From 8464504a923a120381f965cbb3624bdf52b65212 Mon Sep 17 00:00:00 2001
From: Andres Freund <andres@anarazel.de>
Date: Tue, 13 Jan 2026 20:10:32 -0500
Subject: [PATCH v12 5/6] bufmgr: Don't copy pages while writing out

After the series of preceding commits introducing and using
BufferBeginSetHintBits()/BufferSetHintBits16(), hint bits are not set anymore
while IO is going on. Therefore we do not need to copy pages while they are
being written out anymore.

For the same reason XLogSaveBufferForHint() now does not need to operate on a
copy of the page anymore, but can instead use the normal XLogRegisterBuffer()
mechanism.
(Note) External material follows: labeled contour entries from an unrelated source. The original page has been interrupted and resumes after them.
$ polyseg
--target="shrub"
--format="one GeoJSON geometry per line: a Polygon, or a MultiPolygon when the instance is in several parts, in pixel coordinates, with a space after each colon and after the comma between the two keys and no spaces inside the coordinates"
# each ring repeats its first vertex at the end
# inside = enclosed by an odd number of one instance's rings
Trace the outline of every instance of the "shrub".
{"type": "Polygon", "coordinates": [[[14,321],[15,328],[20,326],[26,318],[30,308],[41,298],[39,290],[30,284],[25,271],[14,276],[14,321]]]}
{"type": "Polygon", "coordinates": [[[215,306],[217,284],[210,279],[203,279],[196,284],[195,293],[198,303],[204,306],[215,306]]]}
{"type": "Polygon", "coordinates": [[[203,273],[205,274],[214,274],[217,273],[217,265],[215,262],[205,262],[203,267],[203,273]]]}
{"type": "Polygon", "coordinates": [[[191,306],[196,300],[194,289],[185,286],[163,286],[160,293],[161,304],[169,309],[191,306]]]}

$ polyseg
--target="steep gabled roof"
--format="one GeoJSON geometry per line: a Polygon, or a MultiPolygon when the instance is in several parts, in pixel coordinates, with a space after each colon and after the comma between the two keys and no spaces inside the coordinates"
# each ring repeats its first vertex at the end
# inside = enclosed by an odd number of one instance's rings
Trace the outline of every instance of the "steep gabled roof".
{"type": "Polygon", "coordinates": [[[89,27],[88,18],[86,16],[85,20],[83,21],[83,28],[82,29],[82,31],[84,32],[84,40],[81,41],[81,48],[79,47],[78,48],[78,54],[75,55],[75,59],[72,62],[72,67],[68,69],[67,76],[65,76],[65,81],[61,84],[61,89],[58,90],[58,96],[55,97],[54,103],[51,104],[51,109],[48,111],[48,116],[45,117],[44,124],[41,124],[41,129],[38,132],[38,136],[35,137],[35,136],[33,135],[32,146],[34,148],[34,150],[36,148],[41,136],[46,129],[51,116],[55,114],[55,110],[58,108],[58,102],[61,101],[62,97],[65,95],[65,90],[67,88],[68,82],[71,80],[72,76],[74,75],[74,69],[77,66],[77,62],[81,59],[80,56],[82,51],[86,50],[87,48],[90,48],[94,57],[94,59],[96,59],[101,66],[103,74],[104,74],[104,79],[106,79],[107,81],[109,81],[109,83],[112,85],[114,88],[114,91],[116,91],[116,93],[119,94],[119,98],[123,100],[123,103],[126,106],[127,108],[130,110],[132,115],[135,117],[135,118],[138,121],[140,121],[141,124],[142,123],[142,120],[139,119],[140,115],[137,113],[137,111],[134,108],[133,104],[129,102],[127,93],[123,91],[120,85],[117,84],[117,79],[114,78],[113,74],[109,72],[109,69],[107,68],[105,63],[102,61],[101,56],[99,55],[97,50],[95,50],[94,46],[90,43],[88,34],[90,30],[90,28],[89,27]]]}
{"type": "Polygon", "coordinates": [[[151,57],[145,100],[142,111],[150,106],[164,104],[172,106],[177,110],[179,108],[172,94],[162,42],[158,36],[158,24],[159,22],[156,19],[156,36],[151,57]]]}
For that the assertions and comments to XLogRegisterBuffer() had to
be updated to allow share-exclusive locked buffers to be registered.

Author:
Reviewed-by:
Discussion: https://postgr.es/m/
Backpatch:
---
 src/include/storage/bufpage.h           |  3 +-
 src/backend/access/hash/hashpage.c      |  2 +-
 src/backend/access/transam/xloginsert.c | 45 +++++------------------
 src/backend/storage/buffer/bufmgr.c     | 11 ++----
 src/backend/storage/buffer/localbuf.c   |  2 +-
 src/backend/storage/page/bufpage.c      | 48 ++++---------------------
 src/backend/storage/smgr/bulk_write.c   |  2 +-
 src/test/modules/test_aio/test_aio.c    |  2 +-
 8 files changed, 23 insertions(+), 92 deletions(-)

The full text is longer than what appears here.